Il segreto dei frutteti: innestare due alberi da frutto per unirli in uno
C'è un momento preciso in cui il modo di guardare il proprio frutteto cambia per sempre: quando si scopre che è possibile unire due alberi da frutto in un unico soggetto. Un tronco robusto con radici potenti che fa da base, sul quale si fissa una varietà dai frutti profumati e saporiti. Dietro questa operazione da giardiniere esperto si nasconde uno strumento straordinario per trasformare un angolo di giardino in un frutteto completamente personalizzato.
Questa tecnica ha un nome ben noto tra i vivaisti: l'innesto degli alberi da frutto. Consiste nel fissare un frammento di ramoscello, detto marza, su un albero di supporto chiamato portainnesto, combinando così il vigore e la resistenza dell'uno con la qualità gustativa e la produttività dell'altro. In un solo albero, si raccolgono le caratteristiche migliori di due piante diverse.
Perché innestare due alberi da frutto invece di reimpiantarne uno nuovo?
Vuoi conservare un vecchio melo di famiglia, ridurre l'altezza di un pero troppo slanciato o rafforzare un cotogno fragile? In tutti questi casi, l'innesto rappresenta la soluzione ideale. La quasi totalità degli alberi da frutto venduti nei vivai è già innestata: i professionisti utilizzano questa tecnica per preservare fedelmente una varietà pregiata e ottenere un albero che unisce vigore e capacità produttiva elevata.
Dal punto di vista tecnico, il portainnesto fornisce le radici e la base del tronco, mentre la marza porta le gemme che daranno origine a foglie, fiori e frutti. Per le specie autosterili come il melo, il pero o il ciliegio, l'innesto riproduce esattamente la varietà desiderata — cosa impossibile da ottenere tramite semina. Per gli alberi spesso autofertili, come molti peschi, serve principalmente ad adattare meglio la pianta al suolo e a controllarne le dimensioni.
Un frutteto su misura, senza stravolgere il terreno
Innestare significa anche adattare un albero da frutto al proprio terreno senza dover rimuovere tutto. Certi portainnesti tollerano meglio i suoli pesanti e umidi, altri resistono maggiormente al calcare o alla siccità, altri ancora limitano naturalmente il vigore della pianta. Scegliendo un soggetto di base poco vigoroso, si ottengono alberi da frutto compatti, facili da raccogliere senza scala, perfetti per un piccolo giardino o un orto urbano.
C'è anche un vantaggio in termini di tempo: un albero innestato produce frutti dopo pochi anni, mentre una pianta da seme può restare sterile a lungo. L'innesto permette inoltre di creare un albero multivariato, inserendo più marze sullo stesso tronco, il che facilita l'impollinazione incrociata. Le combinazioni devono però essere compatibili: si resta all'interno della stessa specie o almeno dello stesso genere — melo su melo, pero su pero o su cotogno — ma mai melo su ciliegio.
Come innestare due alberi da frutto a casa senza attrezzatura complicata
Per godere di questa fusione di qualità, non serve un laboratorio professionale. Un coltello da innesto ben affilato, delle cesoie pulite, un legaccio flessibile e del mastice cicatrizzante sono tutto ciò che occorre per iniziare.

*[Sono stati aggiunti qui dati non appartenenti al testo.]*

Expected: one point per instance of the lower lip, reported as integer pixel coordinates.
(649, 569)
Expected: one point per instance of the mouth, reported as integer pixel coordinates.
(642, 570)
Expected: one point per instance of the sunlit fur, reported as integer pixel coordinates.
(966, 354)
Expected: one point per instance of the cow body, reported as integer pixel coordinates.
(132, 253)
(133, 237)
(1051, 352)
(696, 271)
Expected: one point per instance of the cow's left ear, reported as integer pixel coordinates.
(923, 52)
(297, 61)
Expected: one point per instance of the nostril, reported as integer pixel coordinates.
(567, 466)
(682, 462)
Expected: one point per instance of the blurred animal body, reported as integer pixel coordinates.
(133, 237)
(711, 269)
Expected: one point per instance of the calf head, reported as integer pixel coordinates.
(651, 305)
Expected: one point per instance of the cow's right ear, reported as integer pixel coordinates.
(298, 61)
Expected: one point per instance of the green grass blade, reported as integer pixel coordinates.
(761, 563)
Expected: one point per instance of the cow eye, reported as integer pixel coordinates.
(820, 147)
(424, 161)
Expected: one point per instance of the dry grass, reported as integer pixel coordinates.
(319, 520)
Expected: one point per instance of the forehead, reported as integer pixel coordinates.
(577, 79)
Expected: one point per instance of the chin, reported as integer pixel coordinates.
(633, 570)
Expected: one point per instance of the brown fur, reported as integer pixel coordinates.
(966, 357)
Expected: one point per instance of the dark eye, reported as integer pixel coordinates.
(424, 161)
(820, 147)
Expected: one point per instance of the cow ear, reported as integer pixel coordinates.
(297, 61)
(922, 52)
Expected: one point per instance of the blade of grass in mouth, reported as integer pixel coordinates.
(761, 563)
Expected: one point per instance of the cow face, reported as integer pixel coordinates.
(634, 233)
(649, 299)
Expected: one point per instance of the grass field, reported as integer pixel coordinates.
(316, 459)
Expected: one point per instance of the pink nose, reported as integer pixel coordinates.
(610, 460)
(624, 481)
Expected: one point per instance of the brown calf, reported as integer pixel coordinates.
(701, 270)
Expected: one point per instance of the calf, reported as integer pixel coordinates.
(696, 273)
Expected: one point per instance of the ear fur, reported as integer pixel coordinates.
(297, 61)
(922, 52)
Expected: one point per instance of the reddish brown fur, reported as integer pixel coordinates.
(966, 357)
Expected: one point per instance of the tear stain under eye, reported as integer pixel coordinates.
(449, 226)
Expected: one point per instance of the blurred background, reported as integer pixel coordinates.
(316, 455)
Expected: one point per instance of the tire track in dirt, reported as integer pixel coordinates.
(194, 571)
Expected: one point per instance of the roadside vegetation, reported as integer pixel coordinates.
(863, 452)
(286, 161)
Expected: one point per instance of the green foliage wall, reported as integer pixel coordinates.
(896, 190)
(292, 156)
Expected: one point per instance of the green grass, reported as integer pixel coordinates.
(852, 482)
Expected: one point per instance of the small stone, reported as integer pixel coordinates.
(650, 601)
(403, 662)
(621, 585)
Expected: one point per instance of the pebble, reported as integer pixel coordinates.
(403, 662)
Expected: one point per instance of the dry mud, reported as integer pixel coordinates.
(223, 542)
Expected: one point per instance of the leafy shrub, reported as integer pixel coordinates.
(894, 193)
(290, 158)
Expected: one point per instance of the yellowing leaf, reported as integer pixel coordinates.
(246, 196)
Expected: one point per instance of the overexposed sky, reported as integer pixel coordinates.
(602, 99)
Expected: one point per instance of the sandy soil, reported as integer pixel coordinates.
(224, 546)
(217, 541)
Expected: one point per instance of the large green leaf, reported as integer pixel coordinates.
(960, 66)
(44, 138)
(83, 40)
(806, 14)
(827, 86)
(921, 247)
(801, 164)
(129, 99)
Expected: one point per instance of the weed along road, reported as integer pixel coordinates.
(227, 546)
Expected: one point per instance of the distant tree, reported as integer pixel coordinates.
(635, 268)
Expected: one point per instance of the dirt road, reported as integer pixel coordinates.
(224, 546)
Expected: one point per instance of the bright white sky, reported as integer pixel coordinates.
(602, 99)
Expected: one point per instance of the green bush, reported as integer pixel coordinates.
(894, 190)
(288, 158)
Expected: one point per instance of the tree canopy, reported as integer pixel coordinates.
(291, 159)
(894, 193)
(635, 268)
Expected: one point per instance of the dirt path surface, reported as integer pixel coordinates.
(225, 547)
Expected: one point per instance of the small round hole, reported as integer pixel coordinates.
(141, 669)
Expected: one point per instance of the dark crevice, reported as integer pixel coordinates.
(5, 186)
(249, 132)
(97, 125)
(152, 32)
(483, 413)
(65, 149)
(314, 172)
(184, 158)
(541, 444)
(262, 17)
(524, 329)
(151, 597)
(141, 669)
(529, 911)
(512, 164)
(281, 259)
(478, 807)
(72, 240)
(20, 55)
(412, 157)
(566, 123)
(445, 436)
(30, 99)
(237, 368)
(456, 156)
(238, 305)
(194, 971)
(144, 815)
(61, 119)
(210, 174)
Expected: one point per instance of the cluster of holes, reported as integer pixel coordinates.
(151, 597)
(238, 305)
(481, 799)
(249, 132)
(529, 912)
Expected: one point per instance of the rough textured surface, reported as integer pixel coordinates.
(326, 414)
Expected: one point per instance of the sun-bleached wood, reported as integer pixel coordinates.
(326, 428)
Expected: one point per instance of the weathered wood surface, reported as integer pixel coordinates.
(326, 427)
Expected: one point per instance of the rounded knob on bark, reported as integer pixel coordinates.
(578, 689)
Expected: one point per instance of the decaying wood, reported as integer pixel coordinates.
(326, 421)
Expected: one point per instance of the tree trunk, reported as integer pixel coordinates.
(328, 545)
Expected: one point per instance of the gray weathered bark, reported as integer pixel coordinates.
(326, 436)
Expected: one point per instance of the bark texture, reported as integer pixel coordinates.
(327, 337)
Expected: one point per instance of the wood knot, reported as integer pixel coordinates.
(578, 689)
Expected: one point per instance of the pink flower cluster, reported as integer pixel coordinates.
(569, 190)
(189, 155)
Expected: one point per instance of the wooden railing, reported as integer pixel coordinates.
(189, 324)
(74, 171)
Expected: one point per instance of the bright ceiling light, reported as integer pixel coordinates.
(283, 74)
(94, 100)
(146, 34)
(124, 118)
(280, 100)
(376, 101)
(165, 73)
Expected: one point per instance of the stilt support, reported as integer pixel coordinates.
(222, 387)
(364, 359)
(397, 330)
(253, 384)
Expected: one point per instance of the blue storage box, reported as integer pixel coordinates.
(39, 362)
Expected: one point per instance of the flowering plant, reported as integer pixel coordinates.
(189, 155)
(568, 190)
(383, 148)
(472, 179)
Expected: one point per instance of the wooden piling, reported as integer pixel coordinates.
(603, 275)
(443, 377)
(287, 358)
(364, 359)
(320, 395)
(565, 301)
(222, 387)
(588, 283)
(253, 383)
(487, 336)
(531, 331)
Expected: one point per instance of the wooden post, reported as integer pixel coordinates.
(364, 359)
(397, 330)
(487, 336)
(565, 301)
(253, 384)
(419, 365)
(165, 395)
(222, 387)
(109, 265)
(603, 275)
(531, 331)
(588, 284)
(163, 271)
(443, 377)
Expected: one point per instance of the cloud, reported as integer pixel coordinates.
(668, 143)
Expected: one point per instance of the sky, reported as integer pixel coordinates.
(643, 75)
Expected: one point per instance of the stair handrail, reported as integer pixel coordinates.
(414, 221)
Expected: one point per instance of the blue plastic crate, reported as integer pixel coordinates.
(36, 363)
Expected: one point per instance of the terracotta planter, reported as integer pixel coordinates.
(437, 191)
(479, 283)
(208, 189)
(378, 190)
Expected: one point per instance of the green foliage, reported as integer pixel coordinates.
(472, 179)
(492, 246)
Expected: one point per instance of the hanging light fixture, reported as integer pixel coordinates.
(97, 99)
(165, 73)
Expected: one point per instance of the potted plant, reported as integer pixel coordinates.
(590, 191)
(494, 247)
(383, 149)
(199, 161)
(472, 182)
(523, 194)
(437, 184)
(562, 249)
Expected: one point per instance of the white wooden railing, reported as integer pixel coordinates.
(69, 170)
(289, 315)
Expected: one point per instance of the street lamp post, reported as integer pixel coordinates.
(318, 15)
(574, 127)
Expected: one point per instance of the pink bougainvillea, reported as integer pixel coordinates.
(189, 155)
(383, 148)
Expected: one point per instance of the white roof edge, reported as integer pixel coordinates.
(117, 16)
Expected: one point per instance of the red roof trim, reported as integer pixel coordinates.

A seconda delle dimensioni dell'albero e della stagione, tre tecniche restano alla portata di un appassionato motivato:
- Innesto a spacco: a fine inverno, si inserisce una marza tagliata a cuneo in un ramo reciso di un albero già presente in giardino.
- Innesto inglese: su due giovani soggetti di diametro simile, si eseguono due tagli a bisello che si incastrano perfettamente, poi si legano saldamente insieme.
Il periodo è importante quanto la tecnica stessa: la maggior parte degli innesti su ramo si esegue da fine febbraio ad aprile, quando la linfa riprende a circolare, mentre gli innesti a scudetto sono riservati all'estate, tra agosto e settembre. Dopo l'operazione, è fondamentale proteggere la zona dell'innesto con il legaccio e il mastice, eliminare i polloni che spuntano sotto il punto di innesto e tutorare la pianta se necessario per evitare rotture. Con queste attenzioni, il nuovo albero avrà tutte le possibilità di esprimere, nel giro di qualche anno, il meglio dei suoi due genitori.